El día anterior, en aquel bar tradicional me sirvieron un café como hace tiempo no tomaba y quería volver a experimentar esa sensación. Caminé por la calle en sentido opuesto al tránsito en busca de esa infusión tan deseado. Mientras la puerta de vidrio se abría, sentí un escalofrío, al ver reflejada la imagen del otro ejecutivo que el día anterior había visto en el ascensor con aquella criatura.

De todos modos, entré al bar y busqué la misma mesa de antes, lejos de la puerta y con mi espalda dando contra la pared.
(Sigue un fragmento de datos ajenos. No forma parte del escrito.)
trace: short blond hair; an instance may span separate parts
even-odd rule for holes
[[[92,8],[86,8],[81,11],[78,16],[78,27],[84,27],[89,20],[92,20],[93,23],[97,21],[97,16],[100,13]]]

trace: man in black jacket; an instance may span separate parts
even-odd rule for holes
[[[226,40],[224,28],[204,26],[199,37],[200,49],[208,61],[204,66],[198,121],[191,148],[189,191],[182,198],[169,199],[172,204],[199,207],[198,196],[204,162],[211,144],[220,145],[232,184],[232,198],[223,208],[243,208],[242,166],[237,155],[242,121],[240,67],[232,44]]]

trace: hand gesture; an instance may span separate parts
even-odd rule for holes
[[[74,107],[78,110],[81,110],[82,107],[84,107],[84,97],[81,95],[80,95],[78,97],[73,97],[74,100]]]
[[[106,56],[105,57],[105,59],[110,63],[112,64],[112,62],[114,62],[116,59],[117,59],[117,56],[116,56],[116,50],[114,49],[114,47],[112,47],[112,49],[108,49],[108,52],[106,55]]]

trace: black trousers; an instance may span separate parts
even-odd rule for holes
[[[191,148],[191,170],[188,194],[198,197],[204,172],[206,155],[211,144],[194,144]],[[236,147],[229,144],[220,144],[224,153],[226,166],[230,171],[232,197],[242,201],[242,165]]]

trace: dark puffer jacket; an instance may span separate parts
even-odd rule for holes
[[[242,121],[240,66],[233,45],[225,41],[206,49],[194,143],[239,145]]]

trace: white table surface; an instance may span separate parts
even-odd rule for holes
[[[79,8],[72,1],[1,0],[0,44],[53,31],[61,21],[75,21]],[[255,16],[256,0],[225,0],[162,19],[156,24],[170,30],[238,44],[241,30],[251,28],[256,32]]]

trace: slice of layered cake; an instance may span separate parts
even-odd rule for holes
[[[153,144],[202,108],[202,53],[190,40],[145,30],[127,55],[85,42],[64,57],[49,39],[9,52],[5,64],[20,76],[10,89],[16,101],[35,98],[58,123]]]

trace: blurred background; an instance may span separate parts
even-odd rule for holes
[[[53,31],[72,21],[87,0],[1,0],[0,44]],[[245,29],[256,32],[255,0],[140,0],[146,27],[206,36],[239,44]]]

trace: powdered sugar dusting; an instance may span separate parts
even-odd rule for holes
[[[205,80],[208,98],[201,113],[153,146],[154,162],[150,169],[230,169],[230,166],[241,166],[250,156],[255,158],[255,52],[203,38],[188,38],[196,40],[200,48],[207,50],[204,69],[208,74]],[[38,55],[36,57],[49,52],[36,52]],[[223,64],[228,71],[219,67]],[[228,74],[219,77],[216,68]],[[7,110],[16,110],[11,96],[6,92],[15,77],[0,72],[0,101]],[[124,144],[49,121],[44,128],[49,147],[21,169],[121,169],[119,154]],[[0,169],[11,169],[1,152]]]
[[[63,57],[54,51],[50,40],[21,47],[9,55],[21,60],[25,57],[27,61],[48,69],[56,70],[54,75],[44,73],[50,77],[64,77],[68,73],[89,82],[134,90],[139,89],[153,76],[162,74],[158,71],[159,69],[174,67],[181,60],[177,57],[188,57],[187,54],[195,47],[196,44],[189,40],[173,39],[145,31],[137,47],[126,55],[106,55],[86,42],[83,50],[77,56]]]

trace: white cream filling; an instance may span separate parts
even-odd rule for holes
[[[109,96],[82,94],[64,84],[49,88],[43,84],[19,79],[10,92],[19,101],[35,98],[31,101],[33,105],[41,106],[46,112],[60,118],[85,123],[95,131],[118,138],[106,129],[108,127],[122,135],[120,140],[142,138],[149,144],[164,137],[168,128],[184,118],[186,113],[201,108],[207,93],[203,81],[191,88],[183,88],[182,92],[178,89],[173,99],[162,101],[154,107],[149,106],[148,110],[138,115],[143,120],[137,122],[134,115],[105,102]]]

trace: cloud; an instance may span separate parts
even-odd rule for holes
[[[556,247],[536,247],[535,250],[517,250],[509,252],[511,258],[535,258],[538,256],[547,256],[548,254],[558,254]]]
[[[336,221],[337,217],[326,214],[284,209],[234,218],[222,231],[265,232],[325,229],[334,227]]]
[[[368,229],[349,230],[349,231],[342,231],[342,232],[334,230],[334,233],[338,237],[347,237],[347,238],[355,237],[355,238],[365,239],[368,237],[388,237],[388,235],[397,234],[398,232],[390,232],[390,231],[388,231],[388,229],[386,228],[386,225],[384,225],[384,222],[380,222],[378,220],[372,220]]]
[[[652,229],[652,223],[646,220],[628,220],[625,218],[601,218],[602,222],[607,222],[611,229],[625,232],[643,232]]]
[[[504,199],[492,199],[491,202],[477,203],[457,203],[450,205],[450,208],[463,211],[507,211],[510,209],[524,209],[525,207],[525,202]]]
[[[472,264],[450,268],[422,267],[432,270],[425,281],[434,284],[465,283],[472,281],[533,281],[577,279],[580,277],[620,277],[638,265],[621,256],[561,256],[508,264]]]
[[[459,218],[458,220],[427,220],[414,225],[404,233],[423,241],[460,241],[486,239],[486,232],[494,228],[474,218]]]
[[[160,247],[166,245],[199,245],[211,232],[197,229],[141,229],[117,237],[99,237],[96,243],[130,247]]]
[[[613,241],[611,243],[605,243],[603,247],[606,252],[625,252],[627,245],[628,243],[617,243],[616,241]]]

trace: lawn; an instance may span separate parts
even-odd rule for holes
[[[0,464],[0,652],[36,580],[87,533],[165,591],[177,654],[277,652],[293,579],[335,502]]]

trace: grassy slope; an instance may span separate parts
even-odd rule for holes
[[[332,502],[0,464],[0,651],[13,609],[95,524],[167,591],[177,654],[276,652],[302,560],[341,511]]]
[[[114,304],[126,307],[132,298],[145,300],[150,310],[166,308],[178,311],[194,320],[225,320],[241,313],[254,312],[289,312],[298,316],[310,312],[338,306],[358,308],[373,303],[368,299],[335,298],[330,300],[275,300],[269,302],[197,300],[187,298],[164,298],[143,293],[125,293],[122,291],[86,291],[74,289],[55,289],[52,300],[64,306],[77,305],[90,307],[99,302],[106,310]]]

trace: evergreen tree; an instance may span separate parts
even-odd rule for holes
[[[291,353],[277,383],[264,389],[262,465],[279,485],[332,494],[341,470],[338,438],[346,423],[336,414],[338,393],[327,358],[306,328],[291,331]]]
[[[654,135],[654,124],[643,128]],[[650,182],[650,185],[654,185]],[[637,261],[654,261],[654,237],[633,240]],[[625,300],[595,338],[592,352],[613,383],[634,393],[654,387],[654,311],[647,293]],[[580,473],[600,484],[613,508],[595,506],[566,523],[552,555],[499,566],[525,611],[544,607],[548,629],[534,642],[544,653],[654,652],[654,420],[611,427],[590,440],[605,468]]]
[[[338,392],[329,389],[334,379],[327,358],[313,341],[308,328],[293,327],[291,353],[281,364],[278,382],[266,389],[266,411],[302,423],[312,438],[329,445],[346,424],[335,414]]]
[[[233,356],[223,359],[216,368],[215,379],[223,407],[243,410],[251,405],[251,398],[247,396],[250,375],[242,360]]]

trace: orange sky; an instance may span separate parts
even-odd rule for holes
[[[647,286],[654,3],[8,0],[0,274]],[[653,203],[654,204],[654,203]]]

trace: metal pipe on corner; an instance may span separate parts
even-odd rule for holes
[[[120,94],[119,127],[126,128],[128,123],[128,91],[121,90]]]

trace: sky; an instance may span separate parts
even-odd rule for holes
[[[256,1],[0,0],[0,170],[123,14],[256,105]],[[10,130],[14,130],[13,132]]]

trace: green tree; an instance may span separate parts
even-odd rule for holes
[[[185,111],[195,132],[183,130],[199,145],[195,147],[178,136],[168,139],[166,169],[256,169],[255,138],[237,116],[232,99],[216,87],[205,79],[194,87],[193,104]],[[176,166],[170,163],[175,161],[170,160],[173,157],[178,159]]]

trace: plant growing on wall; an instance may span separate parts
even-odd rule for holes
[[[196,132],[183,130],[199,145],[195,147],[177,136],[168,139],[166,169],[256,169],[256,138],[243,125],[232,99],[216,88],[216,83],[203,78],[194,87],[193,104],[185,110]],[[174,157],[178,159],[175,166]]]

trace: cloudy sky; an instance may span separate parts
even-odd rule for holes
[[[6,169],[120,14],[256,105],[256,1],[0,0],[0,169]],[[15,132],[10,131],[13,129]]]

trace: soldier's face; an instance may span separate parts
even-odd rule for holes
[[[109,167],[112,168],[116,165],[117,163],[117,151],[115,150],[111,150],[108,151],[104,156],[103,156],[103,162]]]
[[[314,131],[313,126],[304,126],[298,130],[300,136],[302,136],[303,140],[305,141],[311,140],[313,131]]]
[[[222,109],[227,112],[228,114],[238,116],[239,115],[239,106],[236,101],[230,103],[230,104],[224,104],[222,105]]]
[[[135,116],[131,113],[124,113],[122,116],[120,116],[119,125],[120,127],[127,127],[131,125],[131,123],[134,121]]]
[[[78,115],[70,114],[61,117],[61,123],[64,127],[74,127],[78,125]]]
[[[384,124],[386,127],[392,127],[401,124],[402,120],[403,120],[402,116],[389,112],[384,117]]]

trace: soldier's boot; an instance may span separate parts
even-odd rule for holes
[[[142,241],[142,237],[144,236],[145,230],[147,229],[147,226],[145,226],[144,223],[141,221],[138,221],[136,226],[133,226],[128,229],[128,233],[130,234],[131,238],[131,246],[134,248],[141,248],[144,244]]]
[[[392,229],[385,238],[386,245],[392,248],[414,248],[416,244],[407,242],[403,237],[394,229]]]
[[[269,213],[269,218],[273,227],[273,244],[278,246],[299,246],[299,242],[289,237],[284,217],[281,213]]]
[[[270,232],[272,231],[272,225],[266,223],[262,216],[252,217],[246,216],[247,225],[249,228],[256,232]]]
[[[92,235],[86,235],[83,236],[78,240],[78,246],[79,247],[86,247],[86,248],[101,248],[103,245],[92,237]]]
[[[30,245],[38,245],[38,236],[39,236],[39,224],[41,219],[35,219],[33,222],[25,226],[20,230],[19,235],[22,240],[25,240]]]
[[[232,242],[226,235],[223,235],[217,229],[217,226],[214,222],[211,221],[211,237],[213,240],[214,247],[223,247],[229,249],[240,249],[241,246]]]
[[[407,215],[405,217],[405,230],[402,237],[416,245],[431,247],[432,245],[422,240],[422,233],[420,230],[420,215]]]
El mismo mozo se acercó a la mesa y me consultó:

—¿Caballero, va a almorzar hoy?

—No, pero sí voy a querer un café doble bien caliente y rápido si puede ser, pero esta vez con tostadas, mermeladas y manteca. Pero por favor, que el cuchillo sea serrucho y no de los lisos —contesté.

El mozo se alejó caminando hacia la barra a encargar mi pedido y se quedó parado junto a la caja, hablando con alguien (supongo que debería ser el encargado del café). Mientras eso sucedía, yo seguía mirando fijamente la puerta de entrada, cuando de repente, se abrió lentamente y eran un par de mujeres que venían de comprar por la zona, sus bolsas de la tienda las delataban. Un hombre mantuvo la puerta abierta mientras ellas entraban, y unos segundos después, volví a ver el mismo rostro de aquella noche.